Para mim, a mais importante transformação não é a generalização de uma leitura fragmentada, a descontinuidade, a leitura em frente a uma tela, mas sim as suas consequências: o apagamento da relação entre o fragmento e uma obra. O codex permite, ou impõe, esta relação pela sua materialidade inteira. Ninguém é obrigado a ler todas as páginas de um livro impresso, mas o objeto impõe a percepção da totalidade, a coerência, a lógica da obra como um todo. No mundo digital, o fragmento tal como um dado, do banco de dados ou um website, é destacado da entidade textual da qual foi extraído (lido). Neste caso, a prática cultural de atenção descontínua e estrutura morfológica da textualidade eletrônica estão ligadas para desafiar a definição tradicional do que é um livro, ou um texto. Será que esta definição sobreviverá, isto é, baseada na idéia de coerência de discurso ou narrativa? Ou será a nova ordem de discurso uma sobreposição de fragmentos textuais desconectados? Eu não sei. Quem o saberá? Atenciosamente.” Roger Chartier - Professeur au Collège de France

De volta ao presente, enquanto esbarramos a toda hora num conceito que ainda não era um hash tag quando Chartier me respondeu, daí ele não ter utilizado a palavra “disrupção”, como mola de avanço momentâneo destes tempos, nos negócios, na família, nas noções de ética e moral, das fronteiras (por favor, leia “das” fronteiras, não exatamente “nas” fronteiras), dos padrões de estética (o que é belo e o que é arte, ou não é mesmo sendo), das condições do gênero humano (do clássico macho e fêmea ao neo-in-vitro e multi-facetal não reprodutivo), mola de avanço momentâneo também nas relações entre pessoas, bichos e coisas, eu cravo sem medo de errar, se a leitura do mundo já era impossível, tornou-se a mais desafiadora das utopias.

No terreno da realidade, posto que tenhamos concordado ser impossível ler integralmente o espaço atemporal ao nosso alcance, temos o tráfego contínuo ou intermitente de dados e informação, diluído em imagens, quantidades, tamanhos, direções de movimento, lugares estáticos e transientes, veículos e suportes de transporte e velocidades, onde há uma tensão permanente entre os direitos individuais (legítimos?) com o interesse coletivo (qual?) sob uma nuvem cinzenta da soma dos “eus” chocando-se no céu com a nuvem “nós” a desabarem sobre uma minoria (qualificada ou não?), onde não há mais lugar para ideologia, sinônimo de escombros da esquerda e direita, capital e estado.
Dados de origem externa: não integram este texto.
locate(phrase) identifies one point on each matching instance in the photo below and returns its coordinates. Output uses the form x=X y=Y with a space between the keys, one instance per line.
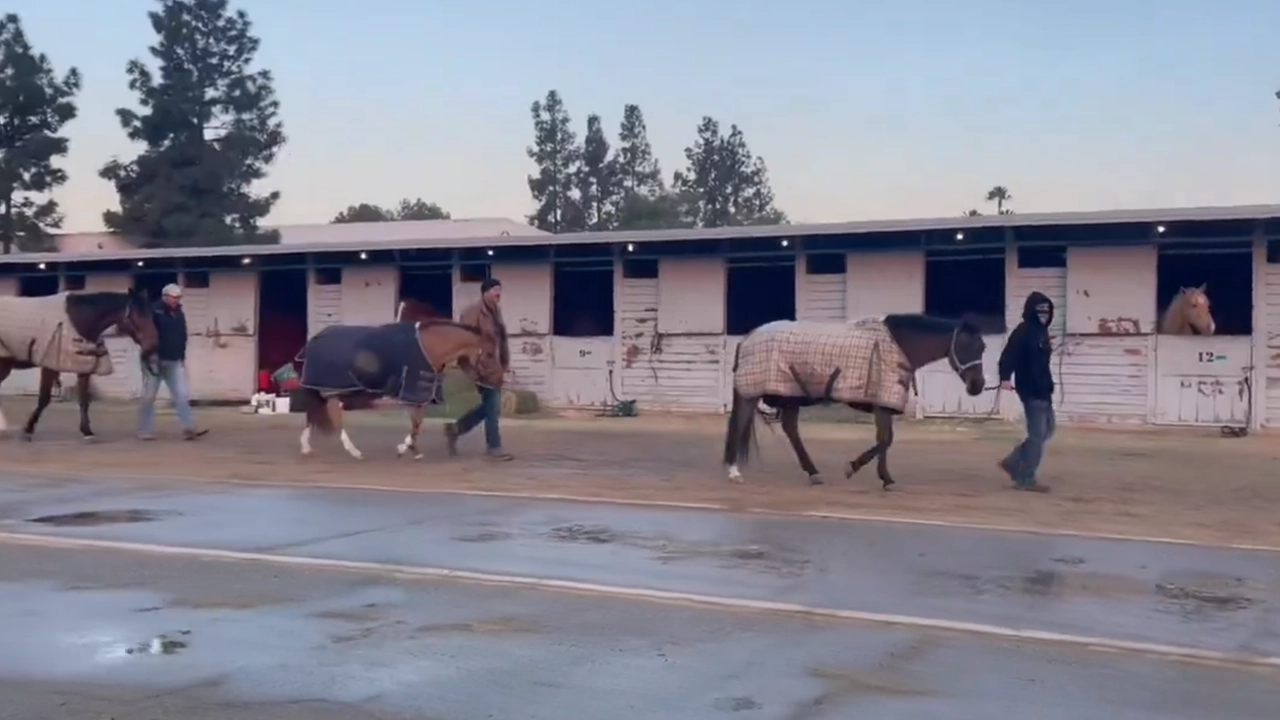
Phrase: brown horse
x=442 y=343
x=922 y=340
x=1188 y=313
x=90 y=314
Vejo uma nova noção emergente e ocasionalmente útil (não necessariamente que provê riqueza ou poder) a byte-perception. Quantos bytes você pode armazenar? Independente da resposta, somos todos meros produtos.

O problema é que a cada dia geramos sobre a terra 2.5 quintilhões de bytes de dados e 90% dos dados digitais atuais foram criados apenas nos dois últimos anos. Aviso deste dinossauro da era do Assembler e Fortran, aos navegantes de primeira viagem: há unidades de bytes inimagináveis a olho nu, do gigabyte ao terabyte, petabyte, exabyte, zettabyte. Pouco? Yottabyte e assim por diante.

Como o assunto continua sendo a leitura, busco socorro no antigo repertório grego de uma mesma época (quatro séculos AC – quantos pensadores de fato surgiram naquela época, comparados com os últimos 400 anos), o conceito de hedonismo, antes e após Epicuro, da noção de ignorância de um certo jovem aluno de Sócrates, através do Mito da Caverna, que educou Aristóteles fundador do Liceu (e seus rolos de papiro os quais, para ler, era necessário dois ajudantes, para desenrolá-los, enquanto se caminhava ao longo da tira estendida) e professor de Alexandre, sucedido por Ptolomeu, pronto, desaguamos na Biblioteca de Alexandria. Ainda precisamos dela, como nunca, em todos os formatos.